Flash forward to 2018. With many accomplishments under our belt and so much ahead of us in the future of NF research, clinical care and community engagement, we remain ingrained in our roots as a volunteer-driven organization. Our small but mighty staff of about 35 people, under the direction of the fearless and innovative Annette Bakker, President and Chief Scientific Officer, could not do the work that we do if it wasn’t for the hundreds of people who step up for us year after year to donate time, talent and treasure to the cause we all hold so dear. From event day volunteers, those who obtain Proclamations and Shine A Light participation, DIY event organizers, NF Walk Chairs and committees, NF Endurance athletes, I Know a Fighter 5K race committees, to the families who wear our awareness apparel and participate in our events, fundraisers, educators and those who share, comment, and like our social media posts, we are indebted to all that you do to ensure the success of our mission: Drive research, expand knowledge and advance care for the NF community.

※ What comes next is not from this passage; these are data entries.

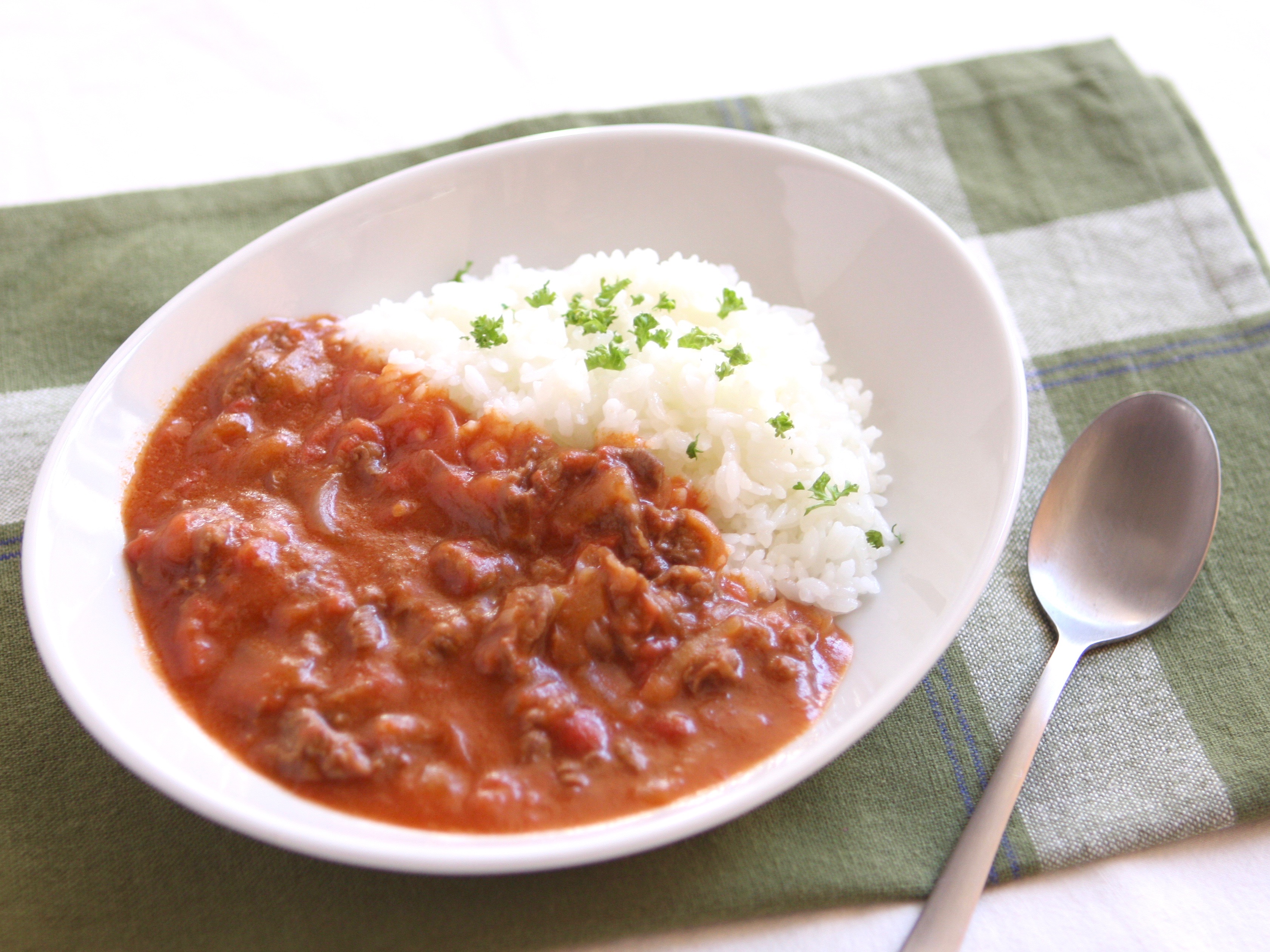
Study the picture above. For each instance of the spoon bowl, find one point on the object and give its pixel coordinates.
(1124, 526)
(1118, 540)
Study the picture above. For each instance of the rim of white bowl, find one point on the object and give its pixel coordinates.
(458, 853)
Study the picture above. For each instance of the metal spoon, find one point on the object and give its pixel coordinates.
(1118, 541)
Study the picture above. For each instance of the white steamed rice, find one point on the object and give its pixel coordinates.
(670, 398)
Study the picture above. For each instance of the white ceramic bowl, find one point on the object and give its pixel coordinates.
(896, 296)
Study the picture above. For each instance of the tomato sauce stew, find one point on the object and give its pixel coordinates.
(448, 622)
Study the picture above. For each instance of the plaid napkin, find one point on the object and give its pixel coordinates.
(1088, 193)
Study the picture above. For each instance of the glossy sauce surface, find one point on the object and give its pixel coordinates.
(449, 622)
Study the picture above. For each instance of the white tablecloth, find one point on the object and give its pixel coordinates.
(107, 97)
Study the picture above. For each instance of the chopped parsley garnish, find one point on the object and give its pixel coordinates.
(826, 492)
(542, 297)
(608, 357)
(487, 333)
(608, 293)
(731, 302)
(697, 338)
(592, 320)
(644, 333)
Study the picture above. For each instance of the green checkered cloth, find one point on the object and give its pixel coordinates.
(1089, 195)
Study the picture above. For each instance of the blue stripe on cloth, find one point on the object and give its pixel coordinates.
(951, 751)
(1154, 365)
(1146, 352)
(1255, 337)
(947, 677)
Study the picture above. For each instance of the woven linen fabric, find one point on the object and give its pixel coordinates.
(1089, 196)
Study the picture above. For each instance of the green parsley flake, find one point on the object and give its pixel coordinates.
(644, 333)
(731, 302)
(487, 333)
(826, 492)
(608, 293)
(697, 338)
(608, 357)
(592, 320)
(542, 297)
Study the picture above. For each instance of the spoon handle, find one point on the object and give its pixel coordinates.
(952, 903)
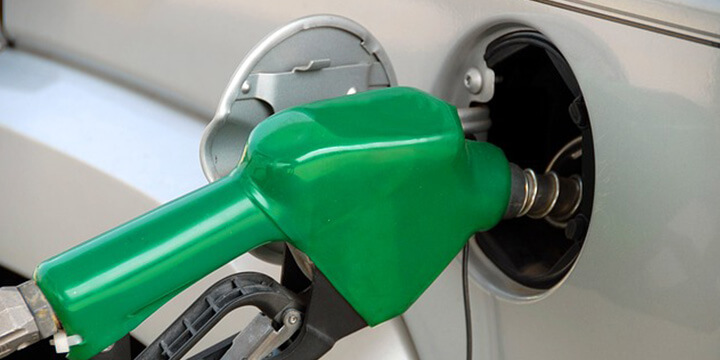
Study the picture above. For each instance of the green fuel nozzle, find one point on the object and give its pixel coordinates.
(380, 190)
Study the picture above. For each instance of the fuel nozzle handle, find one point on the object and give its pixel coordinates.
(380, 190)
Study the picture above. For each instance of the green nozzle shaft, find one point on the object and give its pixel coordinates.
(108, 285)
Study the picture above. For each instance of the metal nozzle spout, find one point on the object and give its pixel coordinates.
(546, 196)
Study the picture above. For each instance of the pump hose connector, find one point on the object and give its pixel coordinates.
(548, 196)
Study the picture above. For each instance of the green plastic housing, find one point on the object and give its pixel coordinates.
(380, 189)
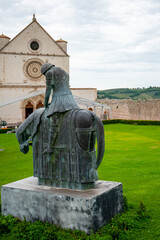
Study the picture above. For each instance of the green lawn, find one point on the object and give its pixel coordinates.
(132, 157)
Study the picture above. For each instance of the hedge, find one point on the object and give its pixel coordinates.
(136, 122)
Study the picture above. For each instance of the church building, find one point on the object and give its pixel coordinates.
(21, 59)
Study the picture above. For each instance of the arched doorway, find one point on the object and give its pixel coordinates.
(28, 109)
(39, 105)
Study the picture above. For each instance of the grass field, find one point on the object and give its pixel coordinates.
(132, 156)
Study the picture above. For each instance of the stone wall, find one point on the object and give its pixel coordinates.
(135, 110)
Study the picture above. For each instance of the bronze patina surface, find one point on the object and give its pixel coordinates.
(63, 137)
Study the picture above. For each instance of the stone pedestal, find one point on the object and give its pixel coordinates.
(83, 210)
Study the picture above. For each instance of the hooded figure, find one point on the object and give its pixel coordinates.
(63, 137)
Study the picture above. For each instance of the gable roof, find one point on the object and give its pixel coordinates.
(34, 20)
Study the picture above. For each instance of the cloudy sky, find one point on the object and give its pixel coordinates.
(112, 43)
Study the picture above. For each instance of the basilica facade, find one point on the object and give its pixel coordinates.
(21, 59)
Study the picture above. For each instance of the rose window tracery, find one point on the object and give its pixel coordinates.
(32, 69)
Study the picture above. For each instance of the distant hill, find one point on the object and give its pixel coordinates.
(130, 93)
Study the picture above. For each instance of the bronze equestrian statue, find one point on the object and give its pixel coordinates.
(63, 137)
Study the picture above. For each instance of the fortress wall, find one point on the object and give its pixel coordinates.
(134, 110)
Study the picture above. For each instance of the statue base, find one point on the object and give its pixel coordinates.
(83, 210)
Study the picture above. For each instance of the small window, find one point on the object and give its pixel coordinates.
(34, 45)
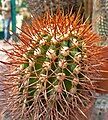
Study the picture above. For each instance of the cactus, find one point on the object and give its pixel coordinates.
(51, 71)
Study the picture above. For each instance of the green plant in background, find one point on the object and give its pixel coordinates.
(52, 70)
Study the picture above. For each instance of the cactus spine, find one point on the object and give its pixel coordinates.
(51, 69)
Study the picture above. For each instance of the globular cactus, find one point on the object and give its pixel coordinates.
(51, 71)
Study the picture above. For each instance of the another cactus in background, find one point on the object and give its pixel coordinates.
(52, 71)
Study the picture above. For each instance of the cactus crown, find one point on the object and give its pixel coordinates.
(52, 68)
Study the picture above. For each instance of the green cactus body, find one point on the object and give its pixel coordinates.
(54, 80)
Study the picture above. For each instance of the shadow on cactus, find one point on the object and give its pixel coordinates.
(53, 68)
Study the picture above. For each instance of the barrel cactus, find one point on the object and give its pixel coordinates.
(51, 70)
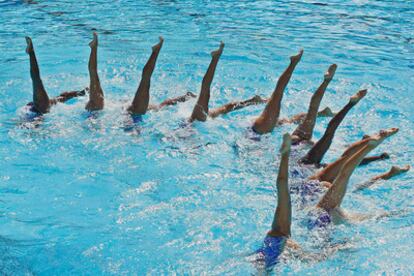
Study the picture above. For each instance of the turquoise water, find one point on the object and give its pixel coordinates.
(80, 195)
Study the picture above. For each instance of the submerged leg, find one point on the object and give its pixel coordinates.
(334, 196)
(267, 121)
(331, 171)
(96, 96)
(305, 130)
(394, 171)
(316, 153)
(200, 110)
(66, 96)
(283, 214)
(374, 158)
(235, 106)
(300, 117)
(179, 99)
(140, 103)
(41, 102)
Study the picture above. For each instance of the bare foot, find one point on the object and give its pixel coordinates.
(287, 141)
(358, 96)
(331, 72)
(29, 48)
(217, 53)
(385, 133)
(257, 99)
(385, 155)
(398, 170)
(191, 94)
(295, 59)
(94, 42)
(157, 47)
(326, 112)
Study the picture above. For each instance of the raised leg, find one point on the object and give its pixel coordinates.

The National Neurofibromatosis Foundation began in 1978 with a few dedicated people who often met around someone’s kitchen table and now, 40 years later, endures as an organization fueled by grassroots efforts. National Volunteer Appreciation week only happens once every year, but all year long the Children’s Tumor Foundation celebrates the impact of volunteer service and the commitment it takes to build a strong Foundation from the humble dream of one person to the shared vision of a powerful worldwide community of many.